Mais velha, fui incorporando outros repertórios: Friends, Gilmore Girls, Seinfeld, The OC, Will and Grace, e fui ajeitando os horários para assistir as séries na ordem. Porque, antes, não precisava necessariamente ver na ordem, com uma ou outra exceção. Agora, alguém na escola ia comentar o que aconteceu e, se você não viu, problema seu com spoilers (não usávamos esse termo então).

Pois pensando sobre isso, lembrei de um texto no Croniquices sobre a volta de Gilmore Girls e a nostalgia do ritual que a série envolvia. Sinto falta disso: reservar aquele dia ou aquele horário para um episódio (pelo menos, um de cada série). Atualmente, apenas Sherlock, da BBC (vide minha recomendação), gera todo esse planejamento. Por três semanas, não marco nada no domingo à noite, sei que vou dormir pouco e estar mal-humorada na segunda-feira. Três semanas a cada dois anos – um misto de dor e alívio.

Poderia fazer isso para outras séries por conta própria, bastando disciplina e organização? Claro que poderia. Tenho vontade, paciência, saco ou disposição pra isso? Claro que não.

Como a Vanessa escreve na crônica, temos tudo tão fácil e tão disponível e é tanta coisa que fica difícil decidir por onde começar. Humores variam, fico “zapeando” infinitamente pela Netflix e acabo mesmo assistindo vários desenhos novos ou revendo séries antigas. Fora que uso Netflix Roulette exatamente como um shuffle de música: pulando várias até aparecer algo que minimamente me interesse. Não exatamente aleatório ou desbravador.

E nem só de Netflix se vive: mais serviços de streaming estão oferecendo produções exclusivas. A Amazon Prime finalmente chegou ao Brasil, com séries muito elogiadas pela crítica e vencedoras de prêmios (vide Transparent – em inglês). A HBO agora lançou o HBO Go para assistir suas produções sem precisar assinar TV a cabo – diferente do HBO Now. Até a Globosat está pensando em lançar um serviço de futebol ao vivo e filmes. Lembra que a Netflix perdeu muitas novelas mexicanas de seu catálogo porque a Televisa resolveu investir em seu site (#saudadesAUsurpadora)? Fica mais difícil tomar uma decisão.

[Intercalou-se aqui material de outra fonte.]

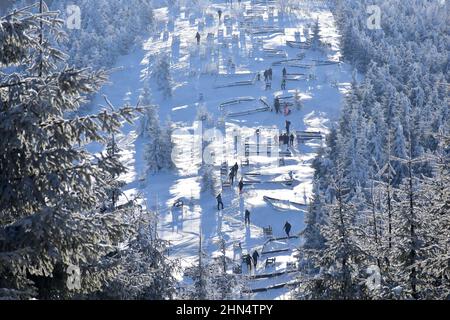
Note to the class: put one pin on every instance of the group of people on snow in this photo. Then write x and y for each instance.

Claro, isso tudo tem um recorte de classe e região bastante específico. Não estou desconsiderando o contexto brasileiro em que a TV aberta, especialmente as novelas, tem um peso muito forte. Ainda assim, o impacto do online é forte: a Globo disponibilizou os primeiros episódios de Justiça e Supermax primeiro na internet. Creio eu porque se pensa a repercussão entre o público nas redes sociais. O burburinho ajuda a impulsionar a estreia na televisão.

Temos muitas opções de conteúdo para escolher só que não precisamos necessariamente da TV. Inclusive, a decisão por TV por assinatura ou serviço de streaming depende dos interesses pessoais. Escolhas. Separar o que gostamos do que não nos interessa pode ser difícil. E tem sempre aquele episódio de Friends que a gente adora rever. O repertório de referências cresce e vamos conhecendo outras coisas parecidas com aquela primeira. É bacana embora ainda me confunda e me exaspere um pouco. Mas isso a gente leva pra terapia, rs.